かりそめ婚!?~俺様御曹司の溺愛が止まりません
颯志くんも、まだ喜美江さんに未練を残しているんじゃないだろうか。

だからこそ、私に出会うまでの颯志くんは、誰とも真剣にお付き合いをせず、フラフラと遊んでいたのだろう。

颯志くんはちゃんと喜美江さんと向き合った方がいい。もう一度、誰の邪魔も入らないふたりきりで。

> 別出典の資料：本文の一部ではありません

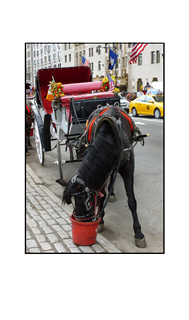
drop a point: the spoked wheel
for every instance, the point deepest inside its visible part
(59, 159)
(40, 152)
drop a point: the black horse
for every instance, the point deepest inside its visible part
(111, 134)
(29, 120)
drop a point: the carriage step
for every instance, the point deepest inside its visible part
(62, 162)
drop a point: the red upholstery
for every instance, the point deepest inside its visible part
(63, 75)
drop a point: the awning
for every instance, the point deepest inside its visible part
(122, 82)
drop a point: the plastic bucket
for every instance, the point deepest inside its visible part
(84, 233)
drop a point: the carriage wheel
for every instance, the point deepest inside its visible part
(40, 152)
(59, 159)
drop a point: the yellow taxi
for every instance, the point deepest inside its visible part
(147, 105)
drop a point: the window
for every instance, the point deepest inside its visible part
(152, 57)
(90, 52)
(141, 98)
(148, 99)
(157, 56)
(140, 59)
(91, 66)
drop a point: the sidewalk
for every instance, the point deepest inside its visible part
(48, 227)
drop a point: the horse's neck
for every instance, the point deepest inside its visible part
(98, 163)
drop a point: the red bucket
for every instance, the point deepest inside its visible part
(84, 233)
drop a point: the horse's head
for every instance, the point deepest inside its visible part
(85, 200)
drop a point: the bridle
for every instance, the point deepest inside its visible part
(90, 212)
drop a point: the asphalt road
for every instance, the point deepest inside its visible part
(148, 186)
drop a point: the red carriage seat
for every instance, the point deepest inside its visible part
(63, 75)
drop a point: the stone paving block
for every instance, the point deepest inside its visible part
(42, 212)
(34, 250)
(61, 221)
(52, 238)
(54, 215)
(38, 207)
(51, 222)
(40, 238)
(63, 214)
(63, 234)
(32, 212)
(86, 249)
(28, 235)
(97, 248)
(106, 244)
(31, 243)
(67, 227)
(57, 227)
(69, 243)
(42, 223)
(45, 246)
(46, 216)
(47, 229)
(50, 210)
(75, 250)
(35, 230)
(31, 223)
(59, 247)
(37, 218)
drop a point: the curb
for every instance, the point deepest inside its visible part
(101, 240)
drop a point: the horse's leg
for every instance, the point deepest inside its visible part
(126, 172)
(101, 224)
(112, 197)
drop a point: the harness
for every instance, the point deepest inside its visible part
(89, 135)
(91, 213)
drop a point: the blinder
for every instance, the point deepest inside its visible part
(88, 201)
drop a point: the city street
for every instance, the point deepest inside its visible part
(148, 186)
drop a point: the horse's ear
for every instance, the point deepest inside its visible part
(62, 182)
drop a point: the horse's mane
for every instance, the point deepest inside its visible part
(98, 162)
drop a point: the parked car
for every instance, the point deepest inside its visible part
(147, 105)
(124, 103)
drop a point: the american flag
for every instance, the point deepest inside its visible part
(111, 83)
(85, 62)
(137, 48)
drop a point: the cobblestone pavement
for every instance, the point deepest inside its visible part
(48, 227)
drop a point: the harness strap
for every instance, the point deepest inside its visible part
(92, 122)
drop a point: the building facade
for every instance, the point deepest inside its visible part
(149, 66)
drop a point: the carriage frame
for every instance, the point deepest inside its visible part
(65, 122)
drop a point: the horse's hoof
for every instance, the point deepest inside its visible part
(140, 243)
(112, 198)
(101, 227)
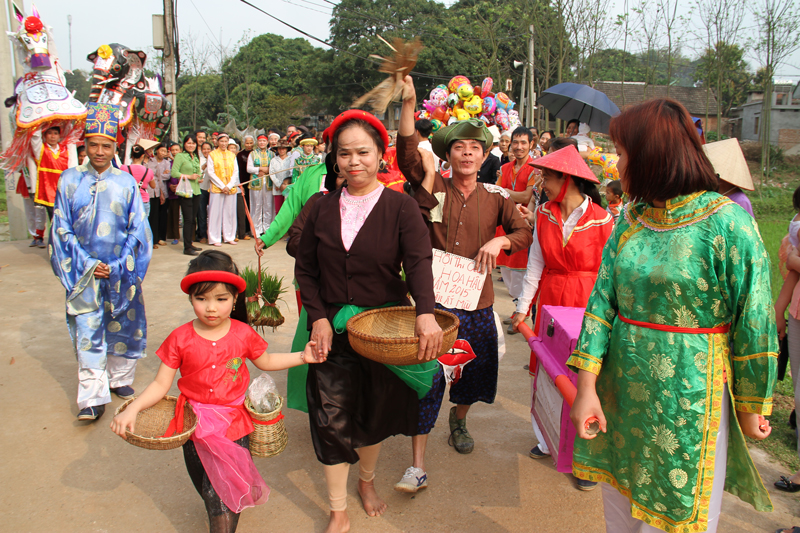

この先のことを考えてもらうためにも、私はしばらく、颯志くんのそばにいない方がいい。

私がソファから立ち上がると、

「どこへ行く」

颯志くんは私の手首を掴んで、じっと私の顔を見上げた。

「……家に、帰ります」

「まさか、俺が喜美江のところに行くとでも思ってるのか?」

言葉に詰まっていると、颯志くんは「行くわけがないだろ」とため息を交じらせ呟いた。

「お前と一緒だよ、瑠莉。当時俺はまだまだ子どもで、大人に憧れていた。背伸びがしたかったんだ。彼女といると、自分が大人になれたような気がして、誇らしかった」

私の手首を軽く引っ張り、再びソファに座らせると、今度こそ私と向き合って、じっと真摯な眼を向けた。